Amnir Pharmaceuticals recently announced that the FDA has accepted review of its New Drug Application (NDA) for IPX203 for the treatment of Parkinson’s disease (PD). IPX203 has been assigned a Prescription Drug Fee Act (PDUFA) effective date of June 30, 2023.
PD is the fastest growing neurological disorder in the world, with approximately 1 million people diagnosed in the United States. Carbidopa/levodopa (CD/LD) has been the main treatment for PD since the 1970s. Pivotal Phase 3 RISE-PD clinical trial data show that IPX203, a novel oral formulation of carbidopa/levodopa (CD/LD) sustained release capsules, not only provided excellent “good on” times, but also demonstrated “off” It has been shown to reduce the time significantly. Even with less frequent dosing, compared to immediate-release CD/LD, this means a longer period of symptom control with the benefit of less frequent dosing, allowing people with PD to better understand their symptoms and mobility. It may allow you to live with less worry.
DocWire News Spoken Richard D’Souza, PhD, SVP, Amneal’s Specialty R&D We shared details of Amneal’s recent NDA filing for IPX-203 and the supporting data used in the filing.
DocWire News: Could you tell us about your own background?
Dr. Richard D’Souza: yes. My name is Richard D’Souza. He holds a PhD in Clinical Pharmacology. I have been in the industry for over 35 years, working for Pfizer, Johnson & Johnson, Bausch & Lomb, and Amneal for about 4 years.
Parkinson’s disease (PD) cases are increasing worldwide. why is that?
It is mostly related to demographics. This is a disease that is seen more often as we get older, and is therefore seen more often.
Traditionally, what are the challenges of PD treatment?

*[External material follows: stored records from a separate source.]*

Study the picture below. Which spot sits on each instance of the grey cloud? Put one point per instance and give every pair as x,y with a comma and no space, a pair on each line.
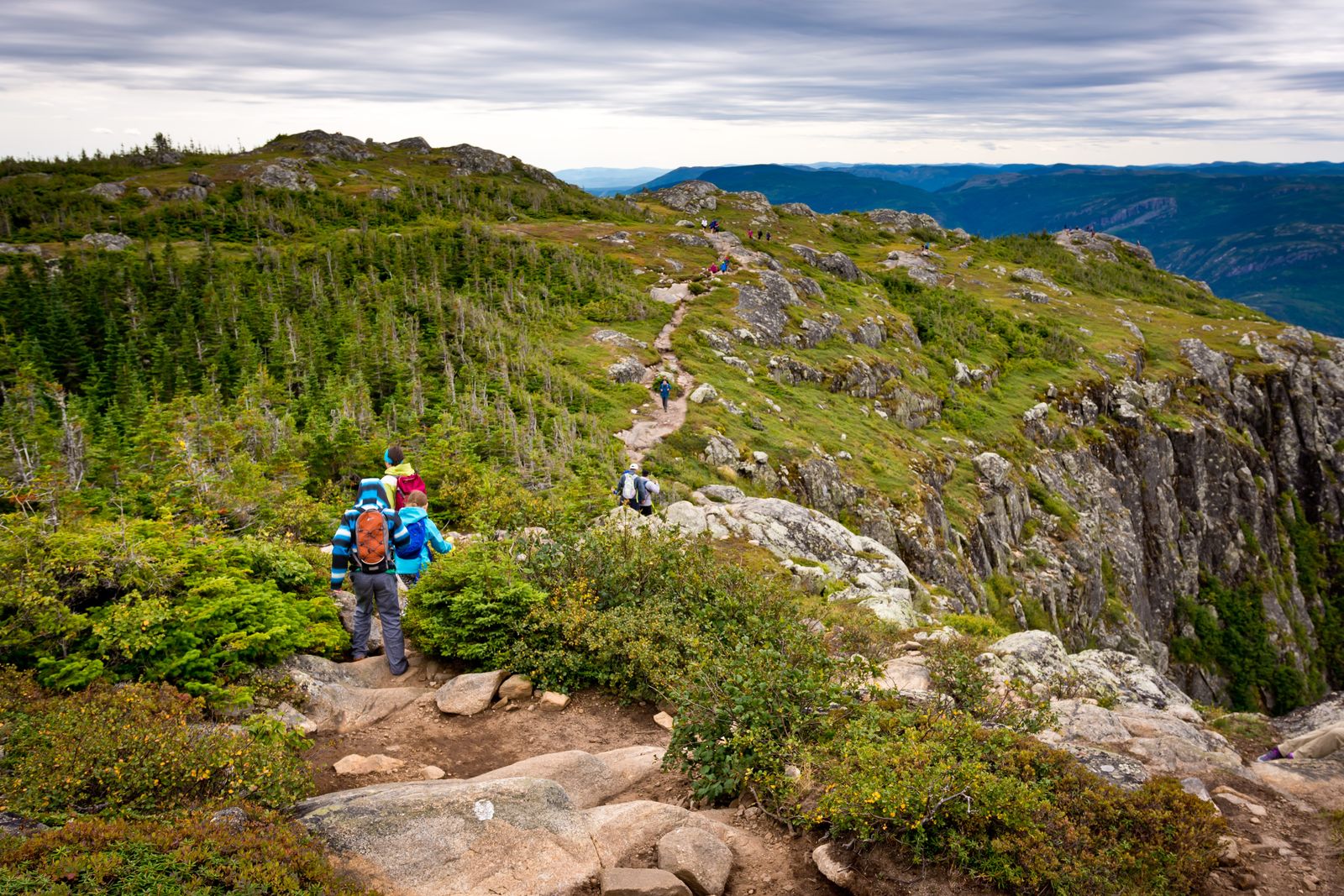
1039,65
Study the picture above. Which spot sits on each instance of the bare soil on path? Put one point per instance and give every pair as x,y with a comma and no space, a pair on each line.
652,425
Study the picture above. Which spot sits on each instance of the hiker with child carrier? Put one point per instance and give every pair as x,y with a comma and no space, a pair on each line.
635,490
375,543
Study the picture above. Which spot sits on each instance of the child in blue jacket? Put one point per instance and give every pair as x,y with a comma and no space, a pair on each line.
423,537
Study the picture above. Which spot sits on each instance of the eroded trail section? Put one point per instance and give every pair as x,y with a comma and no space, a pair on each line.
654,423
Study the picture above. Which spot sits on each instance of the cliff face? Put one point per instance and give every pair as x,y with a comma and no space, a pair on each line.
1151,500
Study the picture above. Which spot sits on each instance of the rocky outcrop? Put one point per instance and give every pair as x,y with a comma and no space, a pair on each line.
761,308
192,192
338,701
920,266
470,694
835,264
510,837
319,143
111,191
690,196
628,369
699,859
812,546
902,221
589,779
618,338
465,159
801,210
286,175
1100,246
1032,275
108,242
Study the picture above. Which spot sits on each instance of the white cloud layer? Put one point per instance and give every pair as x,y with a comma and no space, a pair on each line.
595,82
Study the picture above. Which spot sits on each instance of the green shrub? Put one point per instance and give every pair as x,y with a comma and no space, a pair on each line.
743,705
976,626
185,853
150,600
1000,805
472,605
136,750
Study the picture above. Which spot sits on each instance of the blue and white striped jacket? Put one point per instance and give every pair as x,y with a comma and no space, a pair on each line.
371,496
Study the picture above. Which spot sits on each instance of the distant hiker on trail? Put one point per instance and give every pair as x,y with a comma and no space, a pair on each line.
363,543
417,553
400,479
1314,745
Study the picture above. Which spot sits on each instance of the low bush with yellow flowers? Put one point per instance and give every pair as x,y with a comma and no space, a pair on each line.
136,750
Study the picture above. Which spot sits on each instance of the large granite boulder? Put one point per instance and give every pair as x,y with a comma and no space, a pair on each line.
338,703
507,837
690,196
591,779
763,307
470,694
902,221
628,369
699,859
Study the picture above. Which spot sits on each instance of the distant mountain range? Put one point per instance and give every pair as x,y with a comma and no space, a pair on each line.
1270,235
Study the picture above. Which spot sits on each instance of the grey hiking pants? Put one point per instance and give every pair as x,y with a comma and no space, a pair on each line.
380,589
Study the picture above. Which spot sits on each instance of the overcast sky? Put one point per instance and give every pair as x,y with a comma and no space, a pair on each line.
588,82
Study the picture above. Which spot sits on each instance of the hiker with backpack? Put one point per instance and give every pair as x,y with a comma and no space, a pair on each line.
425,539
644,492
664,390
363,548
635,490
625,490
400,479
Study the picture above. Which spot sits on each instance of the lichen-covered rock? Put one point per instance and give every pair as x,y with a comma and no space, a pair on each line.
107,242
992,468
319,143
1210,365
286,177
699,859
591,779
618,338
763,307
801,210
703,392
719,449
515,837
111,191
192,192
628,369
470,694
690,196
902,221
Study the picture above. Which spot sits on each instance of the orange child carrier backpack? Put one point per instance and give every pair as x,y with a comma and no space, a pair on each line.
371,540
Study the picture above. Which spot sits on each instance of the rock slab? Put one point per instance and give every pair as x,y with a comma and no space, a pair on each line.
642,882
699,859
470,694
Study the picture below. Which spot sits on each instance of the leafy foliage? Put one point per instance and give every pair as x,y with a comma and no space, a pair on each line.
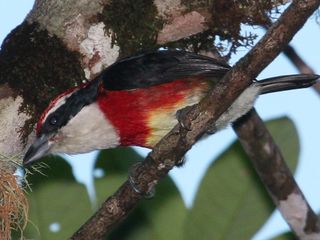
231,202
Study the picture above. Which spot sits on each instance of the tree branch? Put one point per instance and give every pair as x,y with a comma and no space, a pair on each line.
276,176
175,144
300,64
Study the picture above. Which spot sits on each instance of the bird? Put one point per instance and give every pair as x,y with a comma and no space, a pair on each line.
135,101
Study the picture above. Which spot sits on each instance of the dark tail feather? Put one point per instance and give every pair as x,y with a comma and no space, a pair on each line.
287,82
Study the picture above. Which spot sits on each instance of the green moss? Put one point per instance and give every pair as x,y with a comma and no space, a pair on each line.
135,25
227,17
38,67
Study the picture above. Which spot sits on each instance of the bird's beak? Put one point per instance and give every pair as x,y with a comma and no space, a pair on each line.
37,150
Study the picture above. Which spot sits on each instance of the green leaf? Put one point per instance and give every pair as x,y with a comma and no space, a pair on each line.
231,202
159,218
56,200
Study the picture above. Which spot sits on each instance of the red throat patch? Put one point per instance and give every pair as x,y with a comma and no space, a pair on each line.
132,111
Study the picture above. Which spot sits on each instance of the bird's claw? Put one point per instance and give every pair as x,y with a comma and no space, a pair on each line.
212,129
147,195
181,162
181,116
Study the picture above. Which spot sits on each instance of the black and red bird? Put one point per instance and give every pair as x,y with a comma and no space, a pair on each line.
134,103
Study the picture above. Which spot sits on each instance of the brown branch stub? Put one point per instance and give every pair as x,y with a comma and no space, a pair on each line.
174,145
113,210
276,176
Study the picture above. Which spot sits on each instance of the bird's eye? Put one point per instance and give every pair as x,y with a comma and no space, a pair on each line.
53,120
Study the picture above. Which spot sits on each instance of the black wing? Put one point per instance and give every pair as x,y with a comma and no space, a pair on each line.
160,67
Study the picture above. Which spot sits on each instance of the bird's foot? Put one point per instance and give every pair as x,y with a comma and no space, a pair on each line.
181,117
132,172
212,129
181,162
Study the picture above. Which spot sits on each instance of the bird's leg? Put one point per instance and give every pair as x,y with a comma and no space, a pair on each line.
181,117
132,172
181,162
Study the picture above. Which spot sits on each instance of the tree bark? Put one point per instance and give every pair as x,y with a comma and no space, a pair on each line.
63,43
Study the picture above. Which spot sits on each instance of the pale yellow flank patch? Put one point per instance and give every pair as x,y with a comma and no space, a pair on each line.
163,119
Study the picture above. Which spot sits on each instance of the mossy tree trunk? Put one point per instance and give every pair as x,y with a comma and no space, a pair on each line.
63,43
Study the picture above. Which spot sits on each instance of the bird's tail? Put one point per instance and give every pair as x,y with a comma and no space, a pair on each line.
287,82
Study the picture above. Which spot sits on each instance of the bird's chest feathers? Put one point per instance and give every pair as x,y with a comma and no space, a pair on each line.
143,116
87,131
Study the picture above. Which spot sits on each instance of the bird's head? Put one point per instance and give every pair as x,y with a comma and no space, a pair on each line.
71,124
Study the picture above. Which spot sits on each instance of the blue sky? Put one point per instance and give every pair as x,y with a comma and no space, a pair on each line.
299,105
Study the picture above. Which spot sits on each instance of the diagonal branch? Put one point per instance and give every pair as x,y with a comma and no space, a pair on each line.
276,176
175,144
300,64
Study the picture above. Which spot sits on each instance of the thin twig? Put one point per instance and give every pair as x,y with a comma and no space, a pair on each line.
276,176
175,144
300,64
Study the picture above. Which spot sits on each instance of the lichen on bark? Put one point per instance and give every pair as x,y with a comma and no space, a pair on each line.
134,24
37,67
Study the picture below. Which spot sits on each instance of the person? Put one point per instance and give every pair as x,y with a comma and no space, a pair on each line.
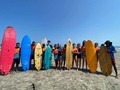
0,46
59,56
16,57
111,51
33,45
64,55
43,53
97,49
79,55
55,52
75,51
83,54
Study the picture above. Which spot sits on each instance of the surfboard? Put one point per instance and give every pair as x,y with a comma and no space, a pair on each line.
105,61
7,51
69,55
25,53
44,41
38,56
48,57
91,56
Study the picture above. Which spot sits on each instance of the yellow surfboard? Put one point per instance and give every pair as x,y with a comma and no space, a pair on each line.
69,55
38,56
105,61
91,56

Parkinson’s disease is a disease in which certain parts of the brain stop working. In other words, in the part of the brain that makes dopamine, the neurons that produce dopamine are not working, so dopamine is deficient. The intuitive answer is, can giving dopamine help the disease? Because dopamine does not cross the blood-brain barrier, there is no way to administer dopamine directly to the brain. So about 50 years ago, levodopa was invented and given together with carbidopa to have fewer side effects and last a little longer. The drug was called Sinemet. Immediate release carbidopa Levodopa, I call it CD-LD.
It works very well in the early stages, but as the disease progresses, there are peaks and troughs in blood levels of levodopa, and it actually stops working after a while. Many drugs have side effects. When it’s in the trough, you get two little pills, so you’re affected by Parkinson’s disease, including tremors and many things.

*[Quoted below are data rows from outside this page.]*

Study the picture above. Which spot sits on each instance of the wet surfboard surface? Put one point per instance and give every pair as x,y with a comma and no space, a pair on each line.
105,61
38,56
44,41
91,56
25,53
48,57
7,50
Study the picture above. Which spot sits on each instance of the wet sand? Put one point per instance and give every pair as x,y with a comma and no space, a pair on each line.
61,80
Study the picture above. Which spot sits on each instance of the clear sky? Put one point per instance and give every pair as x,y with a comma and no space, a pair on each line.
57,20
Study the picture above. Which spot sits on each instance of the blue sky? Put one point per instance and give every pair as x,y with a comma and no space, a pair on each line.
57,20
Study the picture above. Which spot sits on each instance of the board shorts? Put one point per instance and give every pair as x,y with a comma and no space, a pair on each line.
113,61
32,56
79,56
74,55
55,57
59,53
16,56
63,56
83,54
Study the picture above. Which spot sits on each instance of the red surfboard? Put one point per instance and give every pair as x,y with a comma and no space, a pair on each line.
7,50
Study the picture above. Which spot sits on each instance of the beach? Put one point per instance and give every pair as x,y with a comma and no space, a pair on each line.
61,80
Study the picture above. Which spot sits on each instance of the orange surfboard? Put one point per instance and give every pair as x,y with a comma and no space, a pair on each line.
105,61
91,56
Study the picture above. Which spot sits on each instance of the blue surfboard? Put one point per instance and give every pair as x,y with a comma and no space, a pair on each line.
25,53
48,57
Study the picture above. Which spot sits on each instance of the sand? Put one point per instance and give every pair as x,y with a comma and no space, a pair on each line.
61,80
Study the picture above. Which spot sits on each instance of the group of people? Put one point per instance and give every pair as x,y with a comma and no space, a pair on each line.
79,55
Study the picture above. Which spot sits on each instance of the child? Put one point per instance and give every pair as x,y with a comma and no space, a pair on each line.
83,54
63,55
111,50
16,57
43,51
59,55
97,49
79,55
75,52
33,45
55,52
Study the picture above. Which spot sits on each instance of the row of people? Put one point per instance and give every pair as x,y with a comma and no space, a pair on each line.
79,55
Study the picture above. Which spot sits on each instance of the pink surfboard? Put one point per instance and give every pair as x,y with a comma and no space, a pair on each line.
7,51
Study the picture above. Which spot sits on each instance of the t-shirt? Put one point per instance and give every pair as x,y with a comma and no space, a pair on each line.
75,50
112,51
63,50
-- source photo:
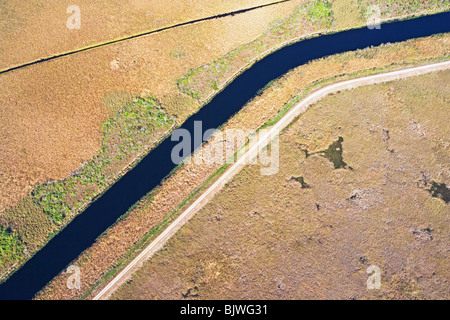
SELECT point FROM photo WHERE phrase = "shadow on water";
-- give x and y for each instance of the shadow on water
(82, 232)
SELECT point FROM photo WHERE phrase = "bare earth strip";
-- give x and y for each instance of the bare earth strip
(298, 109)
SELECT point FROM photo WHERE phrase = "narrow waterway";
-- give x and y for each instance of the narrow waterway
(82, 232)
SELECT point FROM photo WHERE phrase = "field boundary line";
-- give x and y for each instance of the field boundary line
(298, 109)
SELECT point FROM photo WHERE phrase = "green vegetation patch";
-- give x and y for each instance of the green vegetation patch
(11, 250)
(311, 17)
(132, 131)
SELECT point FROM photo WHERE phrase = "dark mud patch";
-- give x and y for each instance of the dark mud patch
(440, 190)
(334, 154)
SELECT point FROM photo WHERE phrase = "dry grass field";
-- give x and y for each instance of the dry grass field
(272, 237)
(124, 240)
(53, 115)
(31, 30)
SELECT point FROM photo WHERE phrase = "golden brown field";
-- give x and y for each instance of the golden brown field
(31, 30)
(52, 115)
(270, 237)
(126, 236)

Talk to us about IPX203, a new treatment for PD. how does that work?
Well, IPX203 is designed to address exactly the problem of immediate release carbidopa levodopa. So there are peaks and valleys. And IPX203, let’s start with the formulation. The concoction is actually very elegant and very simple, this he has two components. One is an immediate-release ingredient, so it is fast acting, absorbed quickly by the body, and provides immediate benefits. It’s a slow component you want to release, no peaks or troughs. It is designed to control symptoms and eliminate the side effects of dyskinesias and other side effects.

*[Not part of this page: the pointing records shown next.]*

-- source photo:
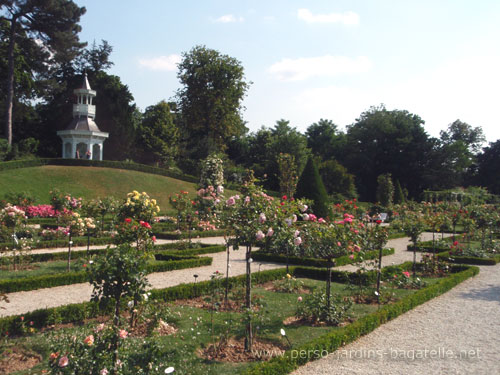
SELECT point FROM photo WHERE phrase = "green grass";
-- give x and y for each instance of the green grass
(89, 183)
(194, 326)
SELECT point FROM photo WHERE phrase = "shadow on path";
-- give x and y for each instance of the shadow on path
(489, 293)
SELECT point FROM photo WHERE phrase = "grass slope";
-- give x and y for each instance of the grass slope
(90, 182)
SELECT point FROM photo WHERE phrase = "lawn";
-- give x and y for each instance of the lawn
(183, 349)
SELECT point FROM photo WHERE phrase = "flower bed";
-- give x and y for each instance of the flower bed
(314, 262)
(194, 324)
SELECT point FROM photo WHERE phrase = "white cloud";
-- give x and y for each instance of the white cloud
(346, 18)
(462, 89)
(229, 18)
(166, 63)
(323, 66)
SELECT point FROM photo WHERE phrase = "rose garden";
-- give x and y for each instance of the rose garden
(258, 321)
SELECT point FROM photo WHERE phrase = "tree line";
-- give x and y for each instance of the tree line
(43, 61)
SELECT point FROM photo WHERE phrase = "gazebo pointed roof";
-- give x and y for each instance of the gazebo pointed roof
(85, 83)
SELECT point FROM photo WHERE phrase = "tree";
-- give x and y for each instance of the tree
(385, 190)
(116, 113)
(458, 148)
(325, 140)
(458, 131)
(287, 174)
(383, 141)
(399, 196)
(210, 100)
(158, 135)
(53, 24)
(338, 182)
(311, 186)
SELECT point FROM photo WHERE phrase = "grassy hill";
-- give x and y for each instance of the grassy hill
(90, 182)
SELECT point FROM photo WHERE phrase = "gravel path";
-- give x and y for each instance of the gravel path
(456, 333)
(22, 302)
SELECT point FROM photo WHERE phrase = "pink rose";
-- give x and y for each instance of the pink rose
(63, 361)
(262, 218)
(89, 340)
(123, 334)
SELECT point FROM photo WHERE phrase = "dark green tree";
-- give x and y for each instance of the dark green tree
(116, 112)
(339, 183)
(325, 140)
(53, 23)
(210, 100)
(385, 190)
(383, 141)
(311, 186)
(489, 171)
(399, 196)
(158, 135)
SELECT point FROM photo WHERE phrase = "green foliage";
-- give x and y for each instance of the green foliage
(158, 135)
(288, 284)
(212, 172)
(54, 25)
(213, 88)
(287, 174)
(336, 338)
(385, 190)
(311, 186)
(325, 140)
(399, 197)
(338, 182)
(315, 308)
(383, 141)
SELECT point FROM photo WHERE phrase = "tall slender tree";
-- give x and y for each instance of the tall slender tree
(53, 24)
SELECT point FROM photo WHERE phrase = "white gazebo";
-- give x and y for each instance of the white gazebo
(82, 139)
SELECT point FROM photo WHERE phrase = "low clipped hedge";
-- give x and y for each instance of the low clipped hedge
(78, 241)
(96, 163)
(184, 235)
(165, 262)
(446, 256)
(282, 365)
(334, 339)
(81, 254)
(315, 262)
(75, 313)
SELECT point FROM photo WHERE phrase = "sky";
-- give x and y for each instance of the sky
(313, 59)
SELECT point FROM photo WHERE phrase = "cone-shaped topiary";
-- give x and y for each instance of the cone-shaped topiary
(311, 186)
(398, 193)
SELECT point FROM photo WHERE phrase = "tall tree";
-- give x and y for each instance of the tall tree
(311, 186)
(116, 112)
(211, 99)
(383, 141)
(52, 23)
(325, 140)
(158, 135)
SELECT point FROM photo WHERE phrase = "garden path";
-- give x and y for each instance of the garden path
(456, 333)
(22, 302)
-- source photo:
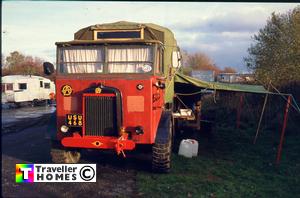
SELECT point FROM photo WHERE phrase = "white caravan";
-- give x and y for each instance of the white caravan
(21, 88)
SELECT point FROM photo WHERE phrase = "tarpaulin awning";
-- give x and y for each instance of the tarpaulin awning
(181, 78)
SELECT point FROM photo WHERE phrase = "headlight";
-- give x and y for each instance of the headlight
(64, 128)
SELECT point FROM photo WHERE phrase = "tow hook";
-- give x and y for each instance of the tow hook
(120, 144)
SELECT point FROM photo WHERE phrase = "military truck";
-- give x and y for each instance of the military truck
(115, 90)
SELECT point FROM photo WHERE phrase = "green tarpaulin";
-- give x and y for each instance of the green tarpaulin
(181, 78)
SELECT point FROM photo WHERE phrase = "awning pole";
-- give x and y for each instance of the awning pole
(239, 110)
(283, 130)
(260, 119)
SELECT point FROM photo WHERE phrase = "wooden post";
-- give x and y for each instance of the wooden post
(283, 130)
(239, 110)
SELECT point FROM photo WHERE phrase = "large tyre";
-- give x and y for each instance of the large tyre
(61, 155)
(161, 151)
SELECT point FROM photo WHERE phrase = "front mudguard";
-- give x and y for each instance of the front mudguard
(51, 131)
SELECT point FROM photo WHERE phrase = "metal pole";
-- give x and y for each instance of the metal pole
(260, 119)
(283, 130)
(239, 112)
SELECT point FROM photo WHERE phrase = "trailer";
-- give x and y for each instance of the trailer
(20, 89)
(120, 85)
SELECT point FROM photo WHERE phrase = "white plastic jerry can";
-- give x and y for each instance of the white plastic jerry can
(188, 148)
(195, 146)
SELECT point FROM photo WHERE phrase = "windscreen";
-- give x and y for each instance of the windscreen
(106, 59)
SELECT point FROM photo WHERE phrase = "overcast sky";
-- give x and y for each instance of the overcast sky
(223, 31)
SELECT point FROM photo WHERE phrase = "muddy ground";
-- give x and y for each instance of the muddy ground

What is the efficacy that supports the efficacy of the drug?
We began development over five years ago, starting with Phase 1 pharmacokinetic studies to understand how drugs are absorbed in the body, how quickly and for how long. We then did a phase 2 trial. A Phase 2 study was conducted against Rytary, demonstrating that it is longer lasting than Rytary in terms of pharmacokinetic profile and superior to Rytary in terms of pharmacodynamics. We then performed a multiple-dose study to compare IPX203 to IR, again demonstrating significant superiority over IR CD-LD.
We then conducted a Phase 3 study, a pivotal study, which required approval. One was an efficacy study of approximately 500 patients, and the other was a safety study, in which patients were dosed open-label for nine months to determine efficacy and side effect profile. So those are the studies that supported the registry. In addition, three Phase 3 studies were conducted to understand food effects, dose proportionality, etc.
What is the key takeaway you want to convey to your audience today?
We believe that if IPX203 is approved, it will be the best oral CD-LD drug on the market. In terms of efficacy, a Phase 3 study showed that it was superior to immediate-release carbidopa levodopa when administered only 3 times daily or 5 times daily. Each dose lasted 1.6 hours longer than all doses of IR. Looking at the numbers, 2.2 hours vs. 3.7 hours. Effectiveness is measured on-the-fact with a 70% increase in efficacy. Good means you get efficacy without the side effects of dyskinesia. So, I think it’s a big benefit for patients to have access to less-frequently-used drugs that are more effective.